揺らめく提灯の灯りが、情緒豊かな湯元の街を照らしている…-。
(アルタイルさんと一緒に温泉って……)
頬に、一気に熱が集まっていく。
(私もアルタイルさんとゆっくりしたいけど……)
言葉を紡げずにいる私を、アルタイルさんは優しい眼差しで見下ろした。
アルタイル「すまない。困らせるつもりはなかったんだ……」
〇〇「いえ、そんなこと…-」
アルタイル「お前とゆっくり過ごしたい気持ちは嘘じゃないが、少し羽目を外しすぎた。 そんな顔するな。さっき言ったことは忘れてくれ」
微笑を浮かべて話すアルタイルさんは、どこか寂しそうで……
気づけば、彼の言葉を遮るように声を上げていた。
〇〇「私も同じ気持ちです」
アルタイル「え……」
〇〇「私も……アルタイルさんと思い出を作りたいです」
(次は、いつ会えるかわからない。一緒にゆっくり過ごせるかどうかもわからないから……)

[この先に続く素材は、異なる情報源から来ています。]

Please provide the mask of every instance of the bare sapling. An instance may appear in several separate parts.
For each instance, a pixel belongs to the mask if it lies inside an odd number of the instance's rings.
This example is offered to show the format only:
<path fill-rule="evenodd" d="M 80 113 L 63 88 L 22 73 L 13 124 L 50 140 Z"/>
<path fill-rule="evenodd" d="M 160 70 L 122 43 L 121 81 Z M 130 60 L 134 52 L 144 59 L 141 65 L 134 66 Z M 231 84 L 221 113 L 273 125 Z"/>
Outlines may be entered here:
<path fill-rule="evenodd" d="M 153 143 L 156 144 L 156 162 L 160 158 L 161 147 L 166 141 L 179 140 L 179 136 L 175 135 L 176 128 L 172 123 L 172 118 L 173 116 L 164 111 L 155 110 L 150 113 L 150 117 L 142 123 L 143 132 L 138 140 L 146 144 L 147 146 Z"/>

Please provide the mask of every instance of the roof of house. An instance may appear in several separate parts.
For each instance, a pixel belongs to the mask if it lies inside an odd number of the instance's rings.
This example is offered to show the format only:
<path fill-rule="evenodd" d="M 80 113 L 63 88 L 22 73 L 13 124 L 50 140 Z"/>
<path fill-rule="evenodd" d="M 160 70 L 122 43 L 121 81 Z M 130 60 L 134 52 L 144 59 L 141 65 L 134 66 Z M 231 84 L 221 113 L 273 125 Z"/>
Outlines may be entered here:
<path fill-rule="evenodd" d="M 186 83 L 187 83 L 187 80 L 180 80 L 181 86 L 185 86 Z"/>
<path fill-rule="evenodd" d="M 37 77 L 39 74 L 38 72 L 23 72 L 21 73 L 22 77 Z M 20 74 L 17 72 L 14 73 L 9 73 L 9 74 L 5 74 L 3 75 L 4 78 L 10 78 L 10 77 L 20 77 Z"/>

(せっかくなら、この場所でしかできないことを一緒にしたい)
〇〇「会えない時も今日のことを思い出して、楽しい気持ちになれるように」
すると……寂しげだった彼の表情が一変して、柔らかな笑みが顔いっぱいに広がっていく。
アルタイル「ありがとう、〇〇」
心から嬉しそうに笑う彼を見て、鼓動が速まっていくのを感じていた…-。